Allowing Simplified Chinese Input


The company I work for is bidding on a project that will require our eCommerce solution to accept simplified Chinese input. After doing a bit of research, it seems that ASP.net makes globalization configuration easy:

<configuration>
  <system.web>
    <globalization
      fileEncoding="utf-8"
      requestEncoding="utf-8"
      responseEncoding="utf-8"
      culture="zh-Hans"
      uiCulture="en-us" />
  </system.web>
</configuration>

Questions:

  1. Is this really all there is to it in ASP.net? It seems to good to be true.
  2. Are there any DB considerations with SQL Server 2005? Will the DB accept the simplified Chinese without additional configuration?

Solution

  • Ad 1. The real question is, how far you want to go with Internationalization. Because i18n is not only allowing Unicode input. You need at least support local date, time and number formats, local collation (mostly related to sorting) and ensure that your application runs correctly on localized Operating Systems (unless you are developing Cloud aka hosted solution). You might want to read more on the topic here.

    As far as support for Chinese character input goes, if you are going to offer software in China, you need to at least support GB18030-2000. To do just that, you need to use proper .Net Framework version - the one that supports Unicode 3.0. I believe it was supported since .Net Framework 2.0.
    However, if you want to go one step further (which might be required for gaining competitive edge), you might want to support GB18030-2005. The only problem is, the full support for these characters (CJK Unified Ideographs Extension B) happened later (I am not really sure if it is Unicode 6.0 or Unicode 6.1) in the process. Therefore you might be forced to use the latest .Net Framework and still not be sure if it covers everything.
    You might want to read Unicode FAQ on Han characters.

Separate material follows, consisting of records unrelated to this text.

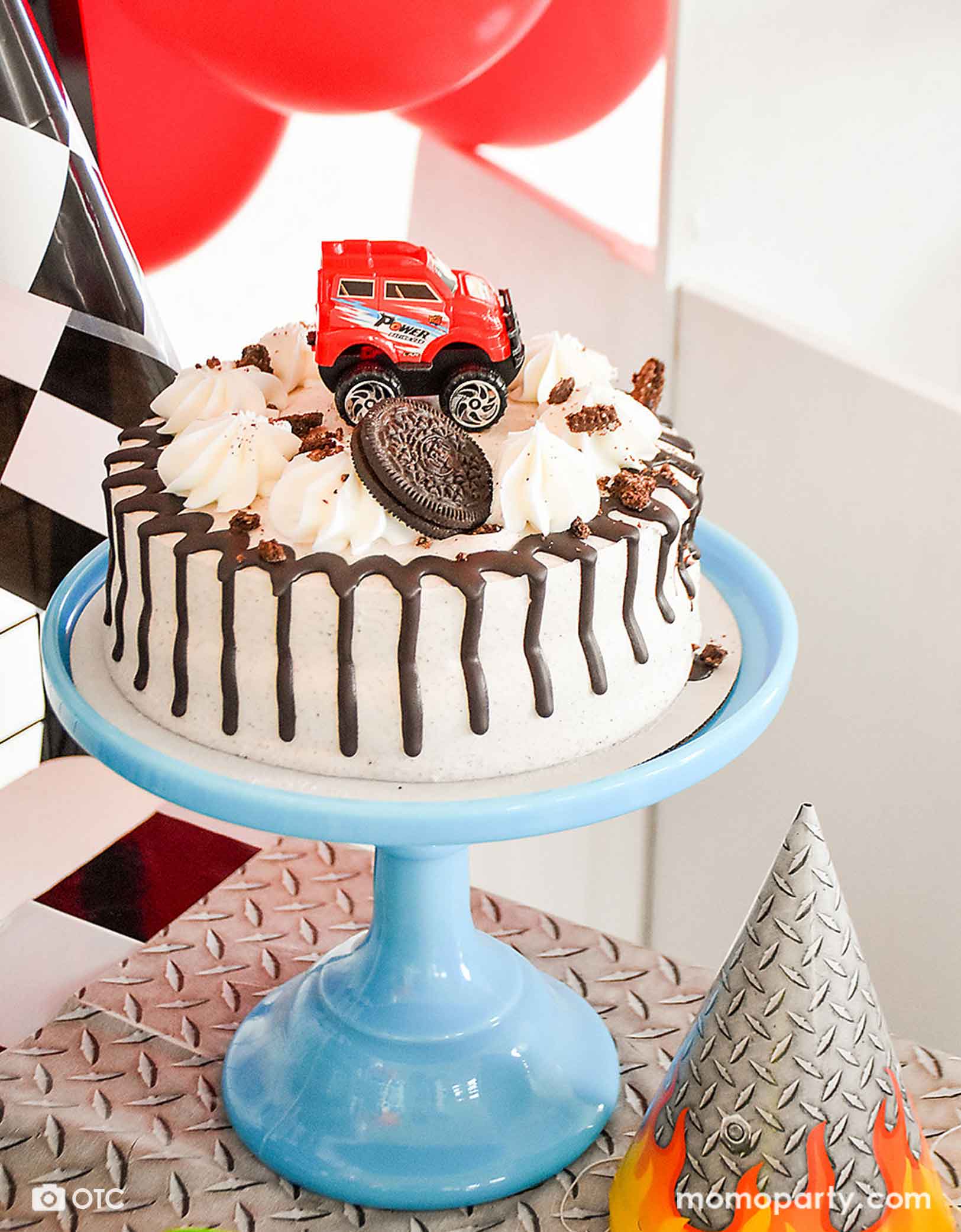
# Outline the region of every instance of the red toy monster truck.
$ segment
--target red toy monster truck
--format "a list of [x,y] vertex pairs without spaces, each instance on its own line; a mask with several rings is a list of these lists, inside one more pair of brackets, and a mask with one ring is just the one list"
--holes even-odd
[[403,240],[323,244],[314,350],[349,424],[384,398],[437,394],[468,432],[500,419],[524,362],[510,293]]

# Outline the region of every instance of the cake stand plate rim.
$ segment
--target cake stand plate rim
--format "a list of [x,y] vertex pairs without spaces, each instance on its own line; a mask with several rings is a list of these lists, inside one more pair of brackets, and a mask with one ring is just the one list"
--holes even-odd
[[[462,786],[463,796],[436,801],[317,796],[228,777],[149,748],[96,711],[70,671],[76,623],[103,582],[106,543],[70,570],[47,609],[42,638],[48,696],[69,734],[118,774],[174,803],[257,829],[381,845],[463,844],[573,829],[657,803],[710,776],[760,736],[786,696],[797,620],[782,584],[754,552],[707,521],[699,524],[697,542],[705,575],[731,607],[742,636],[742,664],[731,694],[680,745],[573,785],[490,795],[489,781],[472,780],[442,785],[447,791]],[[256,763],[235,760],[256,769]],[[336,790],[338,780],[325,782]],[[383,788],[386,793],[395,785]]]

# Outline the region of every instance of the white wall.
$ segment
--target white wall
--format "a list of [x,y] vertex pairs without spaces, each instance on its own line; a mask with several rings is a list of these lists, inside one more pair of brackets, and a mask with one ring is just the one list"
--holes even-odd
[[148,278],[180,361],[229,357],[312,317],[323,239],[405,235],[418,139],[389,113],[293,116],[237,214]]
[[956,0],[680,0],[669,278],[961,393]]
[[679,423],[707,515],[797,609],[761,739],[658,807],[653,940],[716,966],[812,801],[892,1029],[961,1021],[961,415],[700,296],[679,306]]

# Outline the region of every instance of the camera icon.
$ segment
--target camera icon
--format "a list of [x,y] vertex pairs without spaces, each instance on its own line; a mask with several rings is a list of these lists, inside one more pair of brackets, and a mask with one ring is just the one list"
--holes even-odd
[[32,1194],[32,1206],[34,1211],[65,1211],[67,1190],[63,1185],[34,1185]]

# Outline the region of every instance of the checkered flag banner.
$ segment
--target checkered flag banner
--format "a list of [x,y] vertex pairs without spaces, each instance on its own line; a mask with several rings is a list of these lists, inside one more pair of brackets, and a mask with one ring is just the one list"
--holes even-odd
[[117,429],[176,361],[21,0],[0,0],[0,586],[43,607],[105,533]]

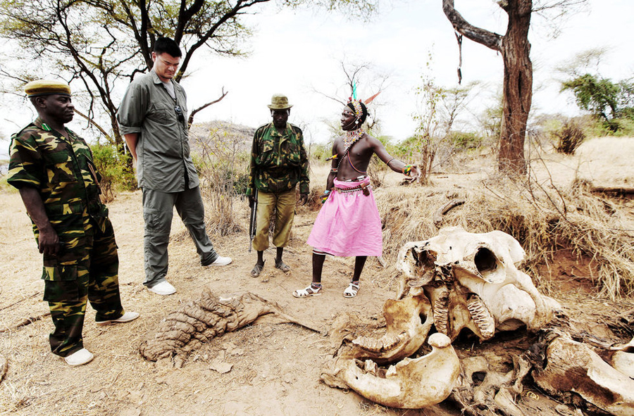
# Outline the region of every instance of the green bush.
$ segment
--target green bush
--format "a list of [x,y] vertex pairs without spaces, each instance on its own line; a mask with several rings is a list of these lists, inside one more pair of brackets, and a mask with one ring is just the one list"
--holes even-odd
[[458,150],[478,149],[484,140],[481,136],[472,132],[451,132],[447,139]]
[[132,191],[137,188],[129,153],[122,155],[111,144],[97,144],[90,149],[95,167],[101,175],[101,191],[106,201],[112,201],[117,189]]

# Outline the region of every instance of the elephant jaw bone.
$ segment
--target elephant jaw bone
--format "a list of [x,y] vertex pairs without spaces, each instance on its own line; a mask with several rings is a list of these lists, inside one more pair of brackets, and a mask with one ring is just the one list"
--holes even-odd
[[546,362],[545,368],[533,372],[546,391],[558,396],[572,391],[612,415],[634,415],[634,380],[583,343],[559,336],[546,349]]
[[402,409],[420,409],[447,398],[460,374],[460,361],[446,335],[429,337],[432,351],[419,358],[405,358],[387,371],[367,360],[366,370],[355,360],[345,360],[337,377],[375,403]]
[[[423,289],[412,289],[414,296],[400,301],[388,299],[383,305],[387,330],[376,339],[359,336],[352,341],[352,356],[371,358],[379,364],[394,363],[416,352],[431,328],[433,317],[431,305]],[[425,316],[423,322],[421,316]]]
[[406,244],[397,266],[410,286],[421,284],[428,294],[437,331],[454,339],[467,328],[486,340],[497,330],[540,329],[559,307],[517,270],[523,257],[519,243],[502,232],[447,228]]

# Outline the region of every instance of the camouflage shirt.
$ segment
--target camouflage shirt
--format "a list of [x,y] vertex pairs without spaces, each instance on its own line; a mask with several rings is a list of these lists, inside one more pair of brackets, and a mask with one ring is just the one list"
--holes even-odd
[[302,130],[286,124],[282,134],[273,122],[261,126],[253,137],[247,195],[255,189],[283,192],[299,182],[299,193],[309,193],[308,158]]
[[106,217],[92,153],[83,139],[66,129],[69,139],[37,118],[11,137],[7,182],[39,191],[49,220],[66,215]]

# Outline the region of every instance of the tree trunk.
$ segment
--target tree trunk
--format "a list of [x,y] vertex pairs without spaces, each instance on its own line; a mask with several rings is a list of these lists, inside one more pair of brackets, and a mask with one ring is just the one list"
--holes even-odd
[[498,4],[509,15],[504,36],[471,25],[456,11],[454,0],[442,0],[442,10],[456,32],[502,56],[504,103],[498,168],[507,173],[524,174],[524,139],[533,101],[533,64],[528,42],[533,0],[504,0]]
[[526,172],[524,139],[533,101],[533,64],[528,42],[532,3],[530,0],[509,0],[504,8],[509,13],[509,26],[500,51],[504,77],[498,168],[509,173]]

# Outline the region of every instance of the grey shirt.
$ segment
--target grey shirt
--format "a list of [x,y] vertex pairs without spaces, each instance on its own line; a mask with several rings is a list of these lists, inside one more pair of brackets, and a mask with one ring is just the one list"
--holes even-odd
[[[180,192],[198,186],[198,174],[189,155],[187,96],[172,81],[172,99],[154,70],[130,84],[117,111],[122,134],[139,133],[137,142],[137,179],[139,187]],[[175,106],[182,111],[179,121]]]

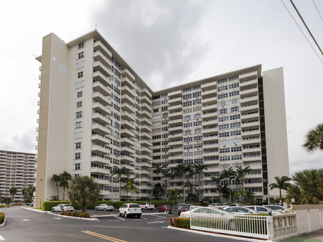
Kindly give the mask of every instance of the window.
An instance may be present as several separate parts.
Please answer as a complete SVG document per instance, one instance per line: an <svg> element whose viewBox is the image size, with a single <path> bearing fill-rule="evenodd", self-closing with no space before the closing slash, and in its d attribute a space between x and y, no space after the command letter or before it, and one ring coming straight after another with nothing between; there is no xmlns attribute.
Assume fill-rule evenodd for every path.
<svg viewBox="0 0 323 242"><path fill-rule="evenodd" d="M83 131L77 132L74 133L74 139L81 139L83 138Z"/></svg>
<svg viewBox="0 0 323 242"><path fill-rule="evenodd" d="M77 122L74 123L74 129L79 129L83 127L83 121Z"/></svg>
<svg viewBox="0 0 323 242"><path fill-rule="evenodd" d="M80 118L83 117L83 111L76 112L75 113L75 118Z"/></svg>
<svg viewBox="0 0 323 242"><path fill-rule="evenodd" d="M79 44L76 48L77 50L79 50L80 49L82 49L82 48L84 48L85 47L85 41L83 41L83 42Z"/></svg>
<svg viewBox="0 0 323 242"><path fill-rule="evenodd" d="M81 87L84 86L84 81L78 81L75 83L75 89L78 89Z"/></svg>
<svg viewBox="0 0 323 242"><path fill-rule="evenodd" d="M74 150L78 150L82 148L82 143L77 142L74 143Z"/></svg>
<svg viewBox="0 0 323 242"><path fill-rule="evenodd" d="M79 60L83 57L84 57L84 51L82 51L82 52L80 52L76 54L76 60Z"/></svg>
<svg viewBox="0 0 323 242"><path fill-rule="evenodd" d="M82 170L82 163L75 163L73 164L73 170Z"/></svg>
<svg viewBox="0 0 323 242"><path fill-rule="evenodd" d="M85 62L84 61L76 63L76 70L82 68L85 66Z"/></svg>
<svg viewBox="0 0 323 242"><path fill-rule="evenodd" d="M74 160L82 159L82 152L74 153Z"/></svg>

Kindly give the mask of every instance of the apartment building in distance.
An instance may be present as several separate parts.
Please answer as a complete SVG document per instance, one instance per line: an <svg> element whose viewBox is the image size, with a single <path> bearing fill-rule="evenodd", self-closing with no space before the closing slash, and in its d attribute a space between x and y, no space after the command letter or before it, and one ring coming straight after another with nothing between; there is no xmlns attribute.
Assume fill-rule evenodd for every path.
<svg viewBox="0 0 323 242"><path fill-rule="evenodd" d="M0 192L10 197L10 188L14 186L14 199L23 201L21 189L34 185L37 155L15 151L0 151Z"/></svg>
<svg viewBox="0 0 323 242"><path fill-rule="evenodd" d="M67 43L51 33L36 59L36 206L56 194L50 177L64 170L93 177L101 198L114 201L126 199L114 165L131 169L136 198L153 198L157 163L169 171L207 164L200 185L210 198L219 196L211 177L231 166L251 167L244 189L260 200L268 192L260 180L289 175L282 68L261 73L257 65L154 91L96 29ZM169 188L186 195L185 181Z"/></svg>

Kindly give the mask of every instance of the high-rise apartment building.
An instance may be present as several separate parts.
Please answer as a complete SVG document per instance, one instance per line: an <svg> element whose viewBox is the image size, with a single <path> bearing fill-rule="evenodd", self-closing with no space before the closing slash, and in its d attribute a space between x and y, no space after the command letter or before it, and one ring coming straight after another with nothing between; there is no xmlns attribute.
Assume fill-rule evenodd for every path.
<svg viewBox="0 0 323 242"><path fill-rule="evenodd" d="M199 187L210 198L219 195L211 177L231 166L251 167L244 187L259 199L267 194L260 180L289 175L282 68L262 75L258 65L153 91L96 30L67 43L47 35L36 59L36 206L57 193L50 177L64 170L93 176L101 198L114 201L126 198L125 184L110 174L114 165L131 169L136 198L152 198L161 176L154 163L169 171L207 164ZM186 195L184 178L167 186Z"/></svg>
<svg viewBox="0 0 323 242"><path fill-rule="evenodd" d="M10 197L10 187L17 188L14 199L22 201L21 189L34 185L36 154L15 151L0 151L0 192Z"/></svg>

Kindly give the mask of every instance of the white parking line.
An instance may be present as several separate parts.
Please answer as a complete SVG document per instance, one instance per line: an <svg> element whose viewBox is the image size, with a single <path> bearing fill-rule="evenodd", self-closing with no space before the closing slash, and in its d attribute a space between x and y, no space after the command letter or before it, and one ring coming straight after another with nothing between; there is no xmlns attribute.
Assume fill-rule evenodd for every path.
<svg viewBox="0 0 323 242"><path fill-rule="evenodd" d="M124 220L123 219L121 219L121 218L119 218L119 217L114 216L114 217L116 218L117 219L121 219L121 220L124 221Z"/></svg>
<svg viewBox="0 0 323 242"><path fill-rule="evenodd" d="M159 217L159 218L163 218L163 219L167 219L166 217L159 216L158 215L154 215L153 214L150 214L150 215L151 215L152 216Z"/></svg>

    Ad 2. I strongly advice you not to use SQL Server 2005 with Chinese characters. The reason is, old SQL Server engine supports only UCS-2 rather than UTF-16. This might seems as slight difference, but that really poses the problem with 4-byte Han Ideographs. Actually, you want be able to use them in queries (i.e. LIKE or WHERE clauses) - you will receive all records. That's how it works. And to support them, you would need to set very specific Chinese collation, which will simply break support for other languages.
    Basically, using SQL Server 2005 with Chinese Ideographs is a bad idea.